Normal
Wie viele Träume ich wohl ad acta gelegt habe, nur deshalb,
weil mir irgendjemand sagte, dass es wohl kaum möglich ist sie zu
verwirklichen. Ganz am Anfang, da war ich nicht so leicht abzubringen, da
verlangte ich Erklärungen, damals als Kind, die sich zumeist darin erschöpften,
dass jemand, dem ich Autorität zugestand, aus dem einfachen Grund, weil dieser
erwachsen war, zu mir sagte: „Das ist halt so!“ oder „Das verstehst Du noch
nicht!“ oder „Dafür bist Du noch zu klein!“ Deshalb verlegte ich mich darauf an
meinem Verstehen zu arbeiten, denn das Großwerden geschah völlig ohne mein
Zutun. Doch umso größer ich wurde, umso mehr ich wußte und verstand, umso mehr
Fragen eröffneten sich. Im Grunde änderte sich nichts, bis auf das, dass
Autoritäten, die mir nichts Besseres zu antworten wußten, ihre Autorität
verloren. Ich war nicht aufmüpfig in einem destruktivem Sinne des einfach
Dagegen-seins, doch wer meinte Autorität zu haben, mußte es erweisen. Nicht
Amt, nicht Besitz oder soziale Stellung ließ ich als Autorität gelten, ganz
egal um wen es sich handelte, sondern nur die, die mir Antwort zu geben
vermochte, die mich ernst nahmen, im Dialog bleibend, nicht abfertigen mußten
mit fadenscheinigen Floskeln, die Gedanken wagten, über den Tellerrand hinaus,
die mich wachsen oder einfach nur sein ließen.

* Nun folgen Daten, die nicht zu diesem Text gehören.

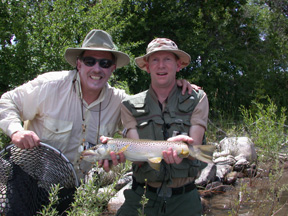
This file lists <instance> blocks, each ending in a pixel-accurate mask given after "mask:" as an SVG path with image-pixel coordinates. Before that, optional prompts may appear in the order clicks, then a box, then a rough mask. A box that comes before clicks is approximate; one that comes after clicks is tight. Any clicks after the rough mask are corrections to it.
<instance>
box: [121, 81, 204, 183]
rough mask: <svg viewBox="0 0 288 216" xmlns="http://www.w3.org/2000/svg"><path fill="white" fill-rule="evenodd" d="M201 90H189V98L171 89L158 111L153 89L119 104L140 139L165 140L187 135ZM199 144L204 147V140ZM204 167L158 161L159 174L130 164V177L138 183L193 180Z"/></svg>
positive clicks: (146, 166) (147, 164) (203, 139)
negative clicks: (128, 111)
mask: <svg viewBox="0 0 288 216" xmlns="http://www.w3.org/2000/svg"><path fill="white" fill-rule="evenodd" d="M203 93H204V92H203V91H202V90H199V91H198V92H196V91H193V92H192V94H191V95H189V94H187V93H186V94H185V95H182V93H181V88H179V87H177V86H176V85H175V87H174V88H173V90H172V92H171V93H170V95H169V97H168V99H167V104H166V106H165V108H164V110H163V111H162V110H161V108H160V105H159V102H158V99H157V96H156V95H155V93H154V91H153V89H152V88H151V87H150V88H149V90H147V91H144V92H141V93H139V94H137V95H134V96H131V97H129V98H128V99H126V100H125V101H123V104H124V105H125V106H126V107H127V109H128V110H129V111H130V112H131V113H132V115H133V116H134V117H135V119H136V121H137V131H138V134H139V137H140V139H152V140H166V139H168V138H169V137H172V136H175V135H179V134H187V135H188V134H189V129H190V127H191V123H190V119H191V115H192V112H193V110H194V109H195V107H196V105H197V104H198V103H199V100H200V99H201V97H202V96H203ZM202 144H206V139H205V137H204V139H203V142H202ZM206 166H207V164H206V163H203V162H201V161H198V160H189V159H187V158H184V159H183V161H182V162H181V163H180V164H166V163H165V161H164V160H162V162H161V167H160V171H156V170H154V169H152V168H151V167H150V166H149V164H148V163H144V164H143V165H142V166H141V167H139V166H138V165H136V164H133V166H132V168H133V176H134V177H135V179H136V181H137V182H139V183H144V182H145V179H147V181H148V182H166V183H167V184H168V185H169V184H170V183H172V179H173V178H186V177H196V176H197V175H198V173H199V171H200V170H202V169H203V168H204V167H206Z"/></svg>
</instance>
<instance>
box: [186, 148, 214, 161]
mask: <svg viewBox="0 0 288 216" xmlns="http://www.w3.org/2000/svg"><path fill="white" fill-rule="evenodd" d="M193 148H194V155H193V153H192V154H190V155H191V156H192V157H195V158H197V159H198V160H201V161H203V162H206V163H213V160H212V159H213V152H214V150H215V146H213V145H195V146H193Z"/></svg>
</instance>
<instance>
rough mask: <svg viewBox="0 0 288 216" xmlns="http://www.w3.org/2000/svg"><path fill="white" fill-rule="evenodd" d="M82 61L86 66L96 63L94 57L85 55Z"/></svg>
mask: <svg viewBox="0 0 288 216" xmlns="http://www.w3.org/2000/svg"><path fill="white" fill-rule="evenodd" d="M83 63H84V64H85V65H86V66H88V67H92V66H94V65H95V64H96V59H95V58H92V57H85V58H83Z"/></svg>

Wenn ein Kind zu laufen beginnt, dann wird es oft stolpern
und hinfallen. Niemand würde wohl auf die Idee kommen zu sagen: „Du hast jetzt
15 Versuche unternommen, acht davon sind gescheitert, d.h. Du hast eine Erfolgsquote
von unter 50%. Du bist durchgefallen und gescheitert. Am besten läßt Du das mit
dem Gehen lernen lieber ganz bleiben.“ Nein, das würde gewiß niemand machen.
Ganz im Gegenteil, jeder würde das Kind für seine Fortschritte loben, würde
jede, noch so kleine Verbesserung unterstreichen. Darin kommt das Scheitern
noch nicht vor. Genauso gewiß ist es jedoch, dass während der gesamten
Schulzeit genau das gemacht wird, die Fortschritte ignoriert, und das Scheitern
in Form von Fehlern, im Fokus der Betrachtung stehen. Und mit Präzision und
Vehemenz wird dem Menschen eingetrichtert, dass er nichts so sehr zu fürchten
hat wie das Scheitern. So lange zumindest, bis die innere Stimme die äußere
übernimmt, den Tatendrang lähmt, wenn auch nur der Gedanke der Möglichkeit zu
scheitern besteht.
Träume brauchen Flügel, doch die sind längst gestutzt
worden. Kinder können fliegen, so lange, bis ihnen die Angst vor dem Absturz
vehement genug eingetrichtert wurde, dass sie es nicht einmal mehr wagen die
Füße vom Boden zu heben. Ganze Arbeit wird an ihnen geleistet. Entlassen in die
Welt, flugunfähig und eingespannt in ein Gedankenkorsett. Dein tägliches Abend-
und Morgengebet laute: „Lieber Gott, lass mich normal sein.“ Leblos,
gedankenlos, traumlos, hoffnungslos, sehnsuchtslos, doch Hauptsache, fehlerlos.